HOLD FOR NATURE EMBARGO: 2 P.M. EDT, Wednesday, October 1, 1997
Media Contact: Warren R. Froelich, (619) 534-8564, [email protected]
MISSING PIECES IN CLOTTING PUZZLE DESCRIBED BY UCSD SCIENTISTS
To loosely paraphrase Shylock, the lead character from Shakespeare's Merchant of Venice, bleeding is something we all do, regardless of heritage. So it is with clotting, a process that in the parlance of the theater, prevents bleeding from lowering the final curtain on us all.
Because of its significance to advanced life including humans, for more than a half century researchers have been trying to piece together the complex biological puzzle that results in clotting--the coagulation of blood at the site of a wound. Trouble is, the precise shape of the puzzle pieces has remained unknown.
Now, a scientific team from the University of California, San Diego has revealed in atomic detail the three-dimensional structure of one of the key pieces--a fragment of a protein called fibrinogen--by itself and when linked to a neighbor.
The research promises to clarify how clotting works and, conversely, what happens when it goes awry in ailments such as stroke and heart disease. The work also is allowing the visualization of precise structural consequences produced by genetically defective fibrinogen, defects that result in clotting disorders.
The article, published in the current issue of the British science journal Nature, was authored by Glen Spraggon, Stephen Everse and Russell Doolittle, researchers from UCSD's Center for Molecular Genetics.
Briefly, clotting is a complex biological process involving at least a dozen different proteins.
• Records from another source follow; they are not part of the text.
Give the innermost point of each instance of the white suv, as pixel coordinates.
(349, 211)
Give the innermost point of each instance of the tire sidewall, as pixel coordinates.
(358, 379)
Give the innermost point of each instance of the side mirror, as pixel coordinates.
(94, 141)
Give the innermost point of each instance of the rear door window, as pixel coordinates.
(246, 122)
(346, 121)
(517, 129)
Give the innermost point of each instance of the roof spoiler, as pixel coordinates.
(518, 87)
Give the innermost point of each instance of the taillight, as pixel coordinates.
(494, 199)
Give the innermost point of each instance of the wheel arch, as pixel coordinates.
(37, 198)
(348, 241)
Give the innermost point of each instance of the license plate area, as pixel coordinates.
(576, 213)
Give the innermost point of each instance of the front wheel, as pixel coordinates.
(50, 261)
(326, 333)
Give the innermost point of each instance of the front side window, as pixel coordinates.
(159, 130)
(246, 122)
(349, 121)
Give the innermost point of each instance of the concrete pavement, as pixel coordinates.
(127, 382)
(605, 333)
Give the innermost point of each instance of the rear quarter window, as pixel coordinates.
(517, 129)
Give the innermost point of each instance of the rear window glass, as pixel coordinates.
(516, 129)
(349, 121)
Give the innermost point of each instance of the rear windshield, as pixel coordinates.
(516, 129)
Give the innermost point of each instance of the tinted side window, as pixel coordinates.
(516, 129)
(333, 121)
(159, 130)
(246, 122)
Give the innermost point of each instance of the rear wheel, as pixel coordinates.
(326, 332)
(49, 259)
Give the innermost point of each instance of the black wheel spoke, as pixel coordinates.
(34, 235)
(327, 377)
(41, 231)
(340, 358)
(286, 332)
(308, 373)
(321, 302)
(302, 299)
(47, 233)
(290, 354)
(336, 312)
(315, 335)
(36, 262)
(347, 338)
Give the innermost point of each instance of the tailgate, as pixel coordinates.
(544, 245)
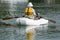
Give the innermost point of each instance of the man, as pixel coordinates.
(29, 11)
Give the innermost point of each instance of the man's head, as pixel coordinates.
(30, 4)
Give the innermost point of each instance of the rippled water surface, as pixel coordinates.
(9, 30)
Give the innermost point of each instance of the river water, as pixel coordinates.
(9, 30)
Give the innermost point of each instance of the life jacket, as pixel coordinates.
(28, 12)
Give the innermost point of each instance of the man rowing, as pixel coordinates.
(29, 11)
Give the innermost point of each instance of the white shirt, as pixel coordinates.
(34, 13)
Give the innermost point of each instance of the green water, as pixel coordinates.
(9, 30)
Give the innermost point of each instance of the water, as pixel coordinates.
(9, 30)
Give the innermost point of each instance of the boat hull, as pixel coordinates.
(27, 21)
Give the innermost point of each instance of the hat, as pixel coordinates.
(30, 4)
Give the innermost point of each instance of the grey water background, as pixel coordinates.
(9, 30)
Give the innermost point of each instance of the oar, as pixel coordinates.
(7, 18)
(53, 21)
In the final stage, fibrinogen-a large molecule that ordinarily circulates in the blood plasma-comes under attack by an enzyme called thrombin, which is released at the wound site. Provoked by thrombin, fibrinogen undergoes a remarkable transformation during which molecules spontaneously align themselves into long threadlike polymers called fibrin, which causes the blood around it to gel. A clot is formed.
To better understand how fibrinogen is transformed into fibrin during this final stage, for several decades scientists have been trying to learn its precise chemistry and structure.
An early model of fibrinogen was first proposed in 1959, when under an electron microscope, the molecule revealed itself as a series of small globules or nodes, connected to each other in a straight line. When split into its components, researchers identified two core fragments: fragment E, which corresponds to the molecule's central core; and a fragment D, two of which are positioned on either end of the molecule.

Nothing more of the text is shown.